Adrenaline is the hormone that triggers the release of extra glucose molecules in times of stress or emergency. A solution of 0.64 g of adrenaline in 36.0 g of \(\mathrm{CCl}_{4}\) elevates the boiling point by \(0.49^{\circ} \mathrm{C}\) Calculate the approximate molar mass of adrenaline from this data.

Since we know the mass of adrenaline, solvent, and the change in boiling point, we can find the molality of the solution using the boiling point elevation equation: ΔTb = Kb × molality × i We are given that ΔTb = 0.49ºC and i = 1. Therefore: molality = ΔTb / Kb Before moving on to Step 2, let's convert the mass of adrenaline and solvent into kg: 0.64 g adrenaline = 0.00064 kg adrenaline 36.0 g CCl4 = 0.036 kg CCl4

To find Kb, we need to rearrange the boiling point elevation equation: Kb = ΔTb / (molality × i) In this problem, we are not given Kb.
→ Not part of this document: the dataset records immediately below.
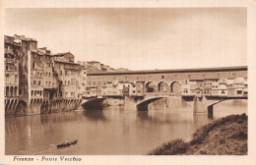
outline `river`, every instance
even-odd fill
[[[247,100],[215,105],[213,119],[194,114],[180,101],[156,101],[149,111],[111,106],[103,110],[52,113],[5,119],[7,155],[145,155],[175,138],[190,140],[203,125],[247,113]],[[58,149],[66,139],[78,143]]]

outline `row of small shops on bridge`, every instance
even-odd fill
[[[144,96],[150,93],[181,94],[193,96],[204,94],[212,96],[247,96],[247,78],[234,79],[208,79],[178,81],[170,83],[160,82],[89,82],[84,98],[90,97],[114,97],[114,96]]]

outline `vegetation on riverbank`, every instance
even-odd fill
[[[198,129],[193,139],[175,139],[154,149],[150,155],[245,155],[247,154],[246,114],[230,115]]]

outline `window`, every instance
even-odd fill
[[[236,94],[242,94],[242,90],[236,90]]]

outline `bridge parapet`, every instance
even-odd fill
[[[193,112],[208,112],[209,117],[213,117],[214,105],[229,99],[247,99],[247,96],[195,96],[193,100]]]

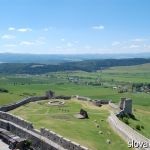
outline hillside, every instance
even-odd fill
[[[132,66],[150,63],[150,59],[130,58],[130,59],[100,59],[84,60],[78,62],[65,62],[60,64],[40,64],[40,63],[1,63],[0,73],[3,74],[44,74],[57,71],[86,71],[93,72],[115,66]]]

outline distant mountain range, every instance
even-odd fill
[[[58,64],[41,63],[1,63],[2,74],[45,74],[57,71],[87,71],[93,72],[115,66],[132,66],[150,63],[150,58],[124,58],[124,59],[91,59]]]
[[[94,59],[150,58],[150,53],[137,54],[13,54],[0,53],[0,63],[59,64]]]

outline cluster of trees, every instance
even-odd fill
[[[150,92],[150,83],[133,83],[132,91]]]
[[[0,93],[8,93],[9,91],[7,89],[4,88],[0,88]]]
[[[2,63],[0,64],[0,73],[5,74],[44,74],[57,71],[76,71],[82,70],[92,72],[114,66],[131,66],[144,63],[150,63],[150,59],[132,58],[132,59],[101,59],[85,60],[78,62],[66,62],[56,65],[52,64],[31,64],[31,63]],[[33,67],[36,66],[36,67]]]

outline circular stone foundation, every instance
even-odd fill
[[[53,100],[53,101],[49,101],[48,104],[51,106],[60,106],[60,105],[64,105],[64,101],[61,100]]]

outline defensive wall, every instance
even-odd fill
[[[32,141],[36,150],[88,150],[48,129],[34,129],[32,123],[6,112],[0,111],[0,128]]]
[[[110,126],[114,129],[114,131],[117,132],[127,143],[134,141],[143,144],[150,144],[150,139],[146,138],[142,134],[138,133],[136,130],[132,129],[131,127],[120,121],[114,113],[111,113],[111,115],[108,117],[108,122]],[[139,147],[136,149],[150,150],[150,147]]]

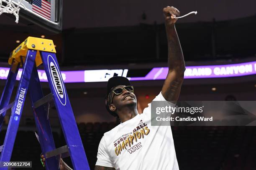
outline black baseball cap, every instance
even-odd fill
[[[131,82],[126,78],[122,76],[115,76],[108,80],[107,85],[107,95],[108,95],[111,89],[119,85],[131,85]]]
[[[105,98],[106,109],[112,115],[118,117],[117,114],[114,112],[112,112],[109,109],[109,104],[108,103],[108,97],[109,93],[111,92],[111,90],[115,87],[119,85],[125,86],[131,85],[131,82],[126,78],[122,76],[115,76],[111,78],[108,80],[107,84],[107,96]]]

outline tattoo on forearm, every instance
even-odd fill
[[[170,83],[167,90],[163,92],[164,92],[163,95],[166,97],[167,100],[175,100],[177,91],[180,90],[180,82],[174,80]]]
[[[168,43],[168,67],[169,69],[184,71],[185,62],[182,50],[175,26],[166,27]]]

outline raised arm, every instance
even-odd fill
[[[164,8],[163,12],[168,41],[169,71],[162,88],[162,94],[166,100],[176,102],[179,96],[185,70],[183,54],[174,25],[177,19],[173,18],[179,17],[180,13],[177,8],[169,6]]]

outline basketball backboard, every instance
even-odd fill
[[[59,32],[62,29],[62,0],[21,0],[20,18],[45,29]],[[17,5],[18,0],[13,0]],[[25,7],[25,8],[24,8]]]

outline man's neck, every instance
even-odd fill
[[[121,110],[118,110],[118,112],[120,120],[122,123],[132,119],[138,114],[138,112],[136,108],[131,109],[129,108],[124,108]]]

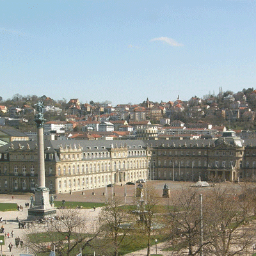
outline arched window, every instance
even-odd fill
[[[14,166],[14,175],[15,176],[18,175],[18,166],[16,164]]]
[[[65,165],[64,165],[64,167],[63,167],[63,174],[65,175],[66,175],[66,166]]]
[[[52,189],[53,188],[53,182],[52,180],[50,180],[49,182],[49,187],[50,189]]]
[[[49,176],[52,176],[52,167],[50,166],[49,168]]]
[[[23,180],[22,180],[22,189],[25,190],[26,189],[26,179],[23,179]]]
[[[61,174],[61,170],[60,166],[58,166],[58,175],[60,175]]]
[[[31,176],[35,175],[35,166],[33,164],[31,164],[31,166],[30,166],[30,175]]]
[[[18,180],[17,179],[14,180],[14,189],[18,189]]]
[[[22,175],[26,176],[26,165],[22,165]]]
[[[31,190],[34,190],[35,189],[35,179],[31,179],[31,180],[30,180],[30,188]]]

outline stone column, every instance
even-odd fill
[[[45,188],[45,173],[44,165],[44,129],[38,127],[37,134],[38,157],[38,188]]]

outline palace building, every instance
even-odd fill
[[[33,191],[38,182],[36,141],[0,147],[0,193]],[[256,140],[228,131],[217,140],[44,141],[45,183],[65,193],[145,179],[256,180]]]

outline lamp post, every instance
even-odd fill
[[[2,249],[3,240],[0,240],[0,244],[1,244],[1,256],[2,256],[2,254],[3,254],[3,249]]]

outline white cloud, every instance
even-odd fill
[[[128,45],[128,48],[140,49],[140,47],[139,46],[132,45],[132,44]]]
[[[177,42],[172,38],[169,38],[168,37],[157,37],[156,38],[151,39],[150,42],[155,42],[155,41],[163,41],[166,44],[170,44],[172,46],[183,46],[182,44],[179,44]]]

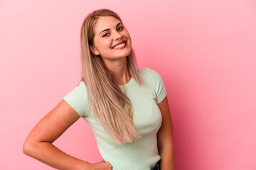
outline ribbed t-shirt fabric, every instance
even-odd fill
[[[132,103],[134,125],[142,136],[132,142],[118,144],[100,123],[97,124],[90,111],[83,81],[63,98],[87,121],[95,135],[100,153],[105,162],[112,165],[113,170],[149,170],[161,159],[156,133],[162,117],[157,104],[167,92],[161,76],[156,71],[144,67],[139,69],[138,73],[146,86],[139,86],[132,77],[127,84],[119,85],[126,89]]]

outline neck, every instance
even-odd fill
[[[131,76],[128,72],[126,57],[122,60],[111,61],[111,62],[105,62],[105,64],[111,72],[111,74],[114,77],[114,81],[117,85],[126,84],[131,79]]]

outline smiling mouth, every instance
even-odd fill
[[[127,46],[127,42],[124,41],[124,42],[121,43],[121,44],[119,44],[117,45],[115,45],[114,47],[112,47],[112,49],[114,49],[114,50],[120,50],[120,49],[122,49],[124,47],[126,47]]]

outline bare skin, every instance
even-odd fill
[[[75,110],[62,100],[29,133],[23,144],[23,153],[57,169],[112,169],[112,165],[104,160],[91,164],[68,155],[53,144],[79,118]]]

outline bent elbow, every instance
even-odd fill
[[[23,145],[23,152],[26,155],[29,154],[29,144],[26,140],[24,142]]]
However, since ΔTb and i are known, we can express Kb in terms of molality: Kb = 0.49 / molality

Using the molality (moles solute/kg solvent), we can find the moles of adrenaline: moles adrenaline = molality × 0.036 kg CCl4

Finally, we can calculate the molar mass of adrenaline using the formula: molar mass = mass of adrenaline / moles of adrenaline 0.00064 kg adrenaline / (molality × 0.036 kg CCl4) = molar mass of adrenaline Now we can substitute the expression for Kb from Step 2: (0.00064 kg adrenaline / (0.49 / Kb × 0.036 kg CCl4)) = molar mass of adrenaline And solve for Kb: Kb = 0.49 × (0.49 / 0.00064) × (0.036/0.49) = 2.62 K kg/mol Now we can substitute Kb back into the equation for molality: molality = ΔTb / Kb = 0.49 / 2.62 = 0.187 mol/kg Plugging this value into the equation for moles adrenaline: moles adrenaline = 0.187 mol/kg × 0.036 kg CCl4 = 0.00672 mol Finally, we can calculate the molar mass of adrenaline: molar mass = 0.00064 kg adrenaline / 0.00672 mol = 0.095 kg/mol The approximate molar mass of adrenaline is 95 g/mol.